Look at those colours and angles. Diane (Laura Dern) is a dragon on that couch.
Last night brought the most linear, logical episode of the new Twin Peaks season so far, but it was still wonderfully weird and refreshing.
Spoilers after the screenshot
Is it just me or did Constance (Jane Adams) and Albert (Miguel Ferrer) just fall for each other over Major Briggs' headless corpse? They seem like they'd be a good couple.
Don S. Davis, who played Major Briggs in the original series--and was forever typecast as a military man afterwards--died some years ago but he's still a big presence on the new series. The sequence of scenes where Bobby (Dana Ashbrook), Frank Truman (Robert Forster), and Hawk (Michael Horse) uncover the capsule that's been kept hidden by Betty Briggs (Charlotte Stewart) all this time was wonderful. Mostly a call back to the surprisingly tender moment from the première of season two between Bobby and the Major at the RR, the scenes in the new episode were both effectively sweet and engrossing as puzzle pieces falling into place.
Sound is playing a very prominent role so far on the new season. This episode features two examples of a strange hum, both in Briggs' capsule and the recurring mystery hum in the Great Northern.

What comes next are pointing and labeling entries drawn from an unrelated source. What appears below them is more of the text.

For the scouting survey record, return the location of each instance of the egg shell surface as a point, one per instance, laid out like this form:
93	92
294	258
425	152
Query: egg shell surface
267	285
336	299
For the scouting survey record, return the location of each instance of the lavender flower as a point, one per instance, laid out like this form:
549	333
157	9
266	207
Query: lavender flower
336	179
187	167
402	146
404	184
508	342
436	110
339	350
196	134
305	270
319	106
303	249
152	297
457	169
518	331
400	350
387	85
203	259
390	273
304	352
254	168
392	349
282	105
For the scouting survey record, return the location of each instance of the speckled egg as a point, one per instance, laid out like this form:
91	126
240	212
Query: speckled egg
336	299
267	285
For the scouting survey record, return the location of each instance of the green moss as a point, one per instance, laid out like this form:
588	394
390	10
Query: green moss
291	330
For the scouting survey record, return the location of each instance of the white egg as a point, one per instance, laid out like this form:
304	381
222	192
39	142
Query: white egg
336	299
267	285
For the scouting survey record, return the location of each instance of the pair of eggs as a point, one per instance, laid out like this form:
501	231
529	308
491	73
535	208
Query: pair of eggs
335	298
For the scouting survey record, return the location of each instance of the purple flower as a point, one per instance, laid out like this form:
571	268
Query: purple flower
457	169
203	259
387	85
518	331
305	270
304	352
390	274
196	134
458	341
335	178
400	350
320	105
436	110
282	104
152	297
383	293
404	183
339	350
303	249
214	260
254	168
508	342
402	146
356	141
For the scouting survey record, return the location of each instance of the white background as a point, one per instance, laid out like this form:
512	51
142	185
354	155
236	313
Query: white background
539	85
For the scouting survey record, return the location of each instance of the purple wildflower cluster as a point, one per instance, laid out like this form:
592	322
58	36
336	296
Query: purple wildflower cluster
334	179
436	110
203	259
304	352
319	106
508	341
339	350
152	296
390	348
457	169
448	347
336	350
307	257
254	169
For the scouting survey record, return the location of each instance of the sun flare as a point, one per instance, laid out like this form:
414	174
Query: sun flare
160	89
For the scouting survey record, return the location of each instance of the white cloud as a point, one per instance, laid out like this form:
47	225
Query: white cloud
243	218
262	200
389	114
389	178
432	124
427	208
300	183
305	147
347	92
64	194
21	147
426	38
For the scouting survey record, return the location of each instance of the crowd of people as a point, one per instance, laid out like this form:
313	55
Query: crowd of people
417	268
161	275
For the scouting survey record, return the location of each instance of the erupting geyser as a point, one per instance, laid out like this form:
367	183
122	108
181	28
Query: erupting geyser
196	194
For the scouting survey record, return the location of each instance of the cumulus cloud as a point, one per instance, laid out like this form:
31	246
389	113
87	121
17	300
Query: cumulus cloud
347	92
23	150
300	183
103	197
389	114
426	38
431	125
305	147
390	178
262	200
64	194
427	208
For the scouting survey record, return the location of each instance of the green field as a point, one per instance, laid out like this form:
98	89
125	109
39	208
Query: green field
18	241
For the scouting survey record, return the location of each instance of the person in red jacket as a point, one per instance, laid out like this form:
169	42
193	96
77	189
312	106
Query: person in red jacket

I love these little scenes between Ben Horne (Richard Beymer) and Beverly (Ashley Judd). Beymer's mannerisms as Ben have always been strange and funny and the two actors play out these moments well as little pockets of tension. They're fascinating as a potential affair largely because the sound, Beymer's performance, and the knowledge of Beverly's home life make you wonder what else is going on beneath the surface. Ben Horne was always one of my favourite characters--he was funny, sweet, and scary, and sort of like a dangerous, unpredictable predator. At least until he thought he was Robert E. Lee in season two. I'm glad no-one's dwelling on that.
I wondered if we were going to see Johnny Horne (Eric Rondell) in this season. Apparently that's Ben's wife, Sylvia (Jan D'Arcy) with him though we don't get a good look. It suggests Ben's family life is still as dysfunctional and cold as ever, something where maybe he and Beverly might have a lot in common.
Poor Jerry Horne (David Patrick Kelly) continues his bad trip in the woods. He finds himself in an estranged relationship with his foot, which could be seen as a version of what Ben is going through, though it might also be, like his feeling that his car had been stolen a few episodes earlier, a reflection of Cooper's (Kyle MacLachlan) story, a man whose life is certainly not his own.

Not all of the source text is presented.